Books: Kage Baker's "Company" books


Splendid fun

Kage Baker has written several Science Fiction books that share a premise: In the 24th century, immortality and time travel have been invented. But neither is as good as one might hope. Immortality involves becoming a cyborg and the process can only be used on children. And time travel works in only one direction, backwards. So what do they do with the combination? A shadowy corporation called Dr Zeus (often called "the Company") sends people back to the beginning of the human species to create some immortals who will get to the 24th century the long way, by living through all of human history. They recruit more immortals along the way by applying the same process to promising children who would otherwise die. Recorded history can't be changed, but the immortals can make small changes, such as saving art or species that would otherwise be lost and secreting them somewhere that Dr Zeus will know to look for them in the 24th century.
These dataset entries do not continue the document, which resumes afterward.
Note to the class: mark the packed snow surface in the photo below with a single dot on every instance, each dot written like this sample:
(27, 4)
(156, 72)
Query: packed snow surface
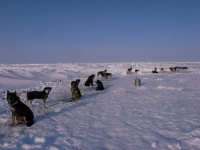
(162, 113)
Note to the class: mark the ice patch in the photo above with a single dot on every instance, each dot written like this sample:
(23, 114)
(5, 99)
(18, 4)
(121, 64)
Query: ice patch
(194, 141)
(27, 146)
(54, 148)
(168, 88)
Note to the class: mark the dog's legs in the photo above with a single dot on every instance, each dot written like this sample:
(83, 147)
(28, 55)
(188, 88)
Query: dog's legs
(44, 101)
(13, 119)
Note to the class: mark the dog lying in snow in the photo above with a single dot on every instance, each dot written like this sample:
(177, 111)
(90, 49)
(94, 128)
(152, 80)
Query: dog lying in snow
(129, 70)
(43, 95)
(20, 112)
(76, 93)
(100, 86)
(89, 81)
(101, 73)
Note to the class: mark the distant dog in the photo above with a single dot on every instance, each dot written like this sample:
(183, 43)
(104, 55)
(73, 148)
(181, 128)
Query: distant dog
(136, 70)
(100, 86)
(38, 95)
(155, 70)
(19, 110)
(89, 81)
(106, 75)
(129, 70)
(76, 93)
(101, 73)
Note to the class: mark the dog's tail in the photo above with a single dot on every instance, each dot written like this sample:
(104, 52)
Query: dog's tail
(29, 123)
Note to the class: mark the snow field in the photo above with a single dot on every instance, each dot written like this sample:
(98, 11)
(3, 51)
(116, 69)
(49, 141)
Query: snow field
(162, 113)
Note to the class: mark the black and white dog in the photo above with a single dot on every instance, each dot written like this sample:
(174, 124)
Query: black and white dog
(38, 95)
(89, 81)
(101, 73)
(129, 71)
(100, 86)
(76, 93)
(20, 112)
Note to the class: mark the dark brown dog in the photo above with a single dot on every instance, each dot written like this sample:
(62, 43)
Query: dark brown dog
(19, 110)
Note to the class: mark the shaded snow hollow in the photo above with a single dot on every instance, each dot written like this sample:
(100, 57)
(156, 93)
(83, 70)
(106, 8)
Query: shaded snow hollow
(162, 113)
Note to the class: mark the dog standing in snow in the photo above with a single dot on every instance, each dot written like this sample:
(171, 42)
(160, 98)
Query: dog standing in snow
(43, 95)
(100, 86)
(89, 81)
(20, 112)
(76, 93)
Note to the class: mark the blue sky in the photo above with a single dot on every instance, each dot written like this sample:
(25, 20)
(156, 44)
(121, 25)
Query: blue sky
(64, 31)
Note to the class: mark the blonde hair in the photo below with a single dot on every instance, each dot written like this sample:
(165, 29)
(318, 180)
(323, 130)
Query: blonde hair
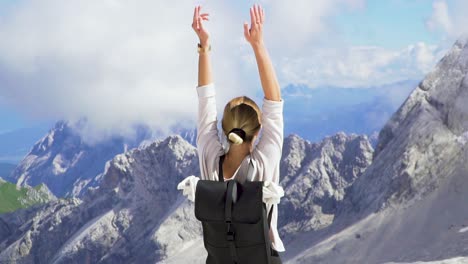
(241, 113)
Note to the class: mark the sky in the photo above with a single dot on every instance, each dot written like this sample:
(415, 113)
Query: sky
(120, 63)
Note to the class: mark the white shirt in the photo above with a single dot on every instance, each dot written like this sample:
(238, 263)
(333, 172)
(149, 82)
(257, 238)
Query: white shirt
(265, 156)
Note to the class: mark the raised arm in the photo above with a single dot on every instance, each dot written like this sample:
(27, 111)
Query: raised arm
(204, 64)
(254, 36)
(268, 151)
(208, 145)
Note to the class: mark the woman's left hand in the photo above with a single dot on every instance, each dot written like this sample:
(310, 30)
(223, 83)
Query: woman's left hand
(197, 25)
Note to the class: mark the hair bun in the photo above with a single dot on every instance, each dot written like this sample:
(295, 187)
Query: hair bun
(234, 138)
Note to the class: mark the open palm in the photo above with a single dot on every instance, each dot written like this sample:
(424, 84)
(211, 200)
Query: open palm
(197, 25)
(254, 35)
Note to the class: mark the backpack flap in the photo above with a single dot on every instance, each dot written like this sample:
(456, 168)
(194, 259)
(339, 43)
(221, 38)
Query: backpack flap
(210, 198)
(248, 208)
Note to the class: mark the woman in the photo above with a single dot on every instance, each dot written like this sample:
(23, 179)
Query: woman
(242, 119)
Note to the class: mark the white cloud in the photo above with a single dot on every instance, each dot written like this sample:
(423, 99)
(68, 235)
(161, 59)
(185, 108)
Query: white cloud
(120, 63)
(115, 62)
(361, 66)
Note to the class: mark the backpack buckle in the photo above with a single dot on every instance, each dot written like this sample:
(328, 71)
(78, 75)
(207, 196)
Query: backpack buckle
(230, 236)
(229, 233)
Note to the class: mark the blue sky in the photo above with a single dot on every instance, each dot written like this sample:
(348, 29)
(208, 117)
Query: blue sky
(388, 24)
(101, 71)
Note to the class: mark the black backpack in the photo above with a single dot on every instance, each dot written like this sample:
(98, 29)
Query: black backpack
(234, 221)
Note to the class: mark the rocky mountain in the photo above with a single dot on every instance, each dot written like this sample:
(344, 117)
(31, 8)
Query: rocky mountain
(116, 222)
(314, 113)
(13, 198)
(409, 205)
(68, 165)
(136, 214)
(315, 177)
(64, 162)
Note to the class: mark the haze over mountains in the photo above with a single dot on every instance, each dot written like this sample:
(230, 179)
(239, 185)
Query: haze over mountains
(311, 113)
(405, 202)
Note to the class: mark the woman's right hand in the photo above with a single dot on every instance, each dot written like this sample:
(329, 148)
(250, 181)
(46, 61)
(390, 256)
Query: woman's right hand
(197, 25)
(254, 35)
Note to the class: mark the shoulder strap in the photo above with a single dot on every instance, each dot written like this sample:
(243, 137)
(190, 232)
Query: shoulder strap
(269, 215)
(220, 171)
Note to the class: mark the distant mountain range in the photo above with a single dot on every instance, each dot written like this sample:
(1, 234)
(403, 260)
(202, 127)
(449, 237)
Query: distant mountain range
(345, 201)
(311, 113)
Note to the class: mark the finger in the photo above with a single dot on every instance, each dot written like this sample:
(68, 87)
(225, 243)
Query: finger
(252, 17)
(246, 30)
(198, 15)
(262, 15)
(257, 14)
(200, 23)
(194, 14)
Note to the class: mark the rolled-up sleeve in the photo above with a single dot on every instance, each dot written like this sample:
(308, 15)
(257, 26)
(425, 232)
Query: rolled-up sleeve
(208, 144)
(268, 151)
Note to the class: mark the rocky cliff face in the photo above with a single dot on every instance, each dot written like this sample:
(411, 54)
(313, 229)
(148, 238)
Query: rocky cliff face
(68, 165)
(410, 203)
(64, 162)
(115, 222)
(136, 215)
(315, 177)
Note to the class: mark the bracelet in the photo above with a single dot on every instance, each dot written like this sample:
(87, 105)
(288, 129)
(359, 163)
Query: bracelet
(203, 49)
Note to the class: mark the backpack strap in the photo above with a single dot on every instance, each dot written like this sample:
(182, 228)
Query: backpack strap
(227, 220)
(269, 215)
(220, 171)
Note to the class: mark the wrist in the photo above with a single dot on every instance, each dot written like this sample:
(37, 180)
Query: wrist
(257, 46)
(205, 42)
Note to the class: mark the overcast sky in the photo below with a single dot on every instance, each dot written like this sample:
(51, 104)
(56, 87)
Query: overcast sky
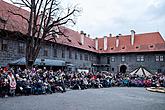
(102, 17)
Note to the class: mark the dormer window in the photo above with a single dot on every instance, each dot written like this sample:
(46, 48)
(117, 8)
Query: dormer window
(79, 43)
(94, 48)
(89, 46)
(123, 47)
(69, 40)
(151, 46)
(137, 47)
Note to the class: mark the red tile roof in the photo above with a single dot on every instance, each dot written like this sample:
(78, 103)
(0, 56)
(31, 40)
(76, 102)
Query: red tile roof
(143, 42)
(13, 23)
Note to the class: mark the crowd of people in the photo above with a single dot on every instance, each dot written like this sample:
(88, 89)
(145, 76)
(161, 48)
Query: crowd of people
(42, 81)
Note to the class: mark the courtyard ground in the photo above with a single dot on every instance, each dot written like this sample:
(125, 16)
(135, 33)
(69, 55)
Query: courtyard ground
(91, 99)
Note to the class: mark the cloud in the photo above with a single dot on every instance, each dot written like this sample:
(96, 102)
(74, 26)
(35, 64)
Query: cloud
(101, 17)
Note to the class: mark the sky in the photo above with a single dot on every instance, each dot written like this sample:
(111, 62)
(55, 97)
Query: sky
(103, 17)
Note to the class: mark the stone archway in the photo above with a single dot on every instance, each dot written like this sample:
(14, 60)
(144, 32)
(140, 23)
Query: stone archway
(123, 68)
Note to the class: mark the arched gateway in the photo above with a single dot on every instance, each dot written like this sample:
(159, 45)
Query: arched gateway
(123, 68)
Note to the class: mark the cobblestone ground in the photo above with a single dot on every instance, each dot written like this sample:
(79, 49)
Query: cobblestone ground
(91, 99)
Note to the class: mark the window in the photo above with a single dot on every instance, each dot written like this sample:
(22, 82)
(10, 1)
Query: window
(108, 60)
(123, 58)
(159, 58)
(55, 52)
(113, 69)
(70, 54)
(140, 58)
(45, 52)
(21, 48)
(3, 45)
(112, 59)
(75, 54)
(81, 57)
(63, 53)
(86, 57)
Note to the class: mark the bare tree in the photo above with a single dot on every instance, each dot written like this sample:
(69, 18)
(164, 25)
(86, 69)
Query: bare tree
(46, 17)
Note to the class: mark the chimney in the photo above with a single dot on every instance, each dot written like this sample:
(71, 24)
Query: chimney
(96, 43)
(110, 35)
(82, 37)
(105, 42)
(132, 37)
(117, 41)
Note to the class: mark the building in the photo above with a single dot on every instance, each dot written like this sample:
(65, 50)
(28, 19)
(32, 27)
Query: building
(122, 53)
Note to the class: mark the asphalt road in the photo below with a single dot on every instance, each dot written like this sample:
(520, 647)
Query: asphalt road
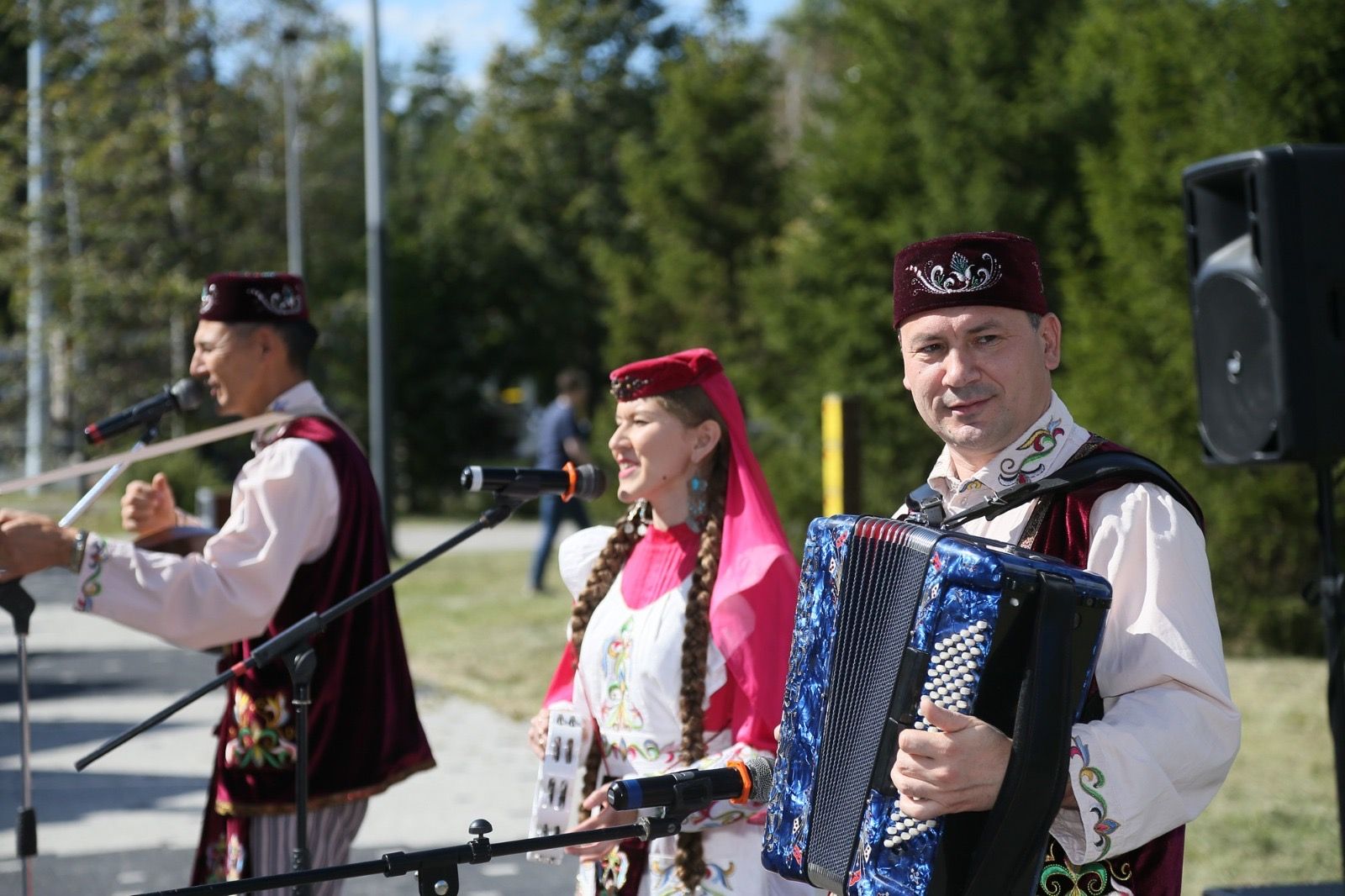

I'm not entirely convinced that there are no internal inconsistencies in how things are worked out in the books, but that's not terribly important since they're lots of fun. The premise allows Ms Baker to have fun with any period of human history. We see Spain under the Inquisition, sixteenth-century England, nineteenth-century California, early twentieth-century Egypt, and so on. Ms Baker uses her broad scope to good effect. Her deft storytelling makes each place and time fascinating.

The stories don't have a lot of drama to them: the immortals are programmed too well to fight among themselves and it's not as though they're likely to lose to monkeys like us. Still, dramatic tension isn't a requirement for a good book and these books are excellent entertainment.

I've read the novels In The Garden of Iden and Sky Coyote, and the story collection The Company Dossiers: Black Projects, White Knights. I fully intend to read the rest and whatever else Ms Baker writes.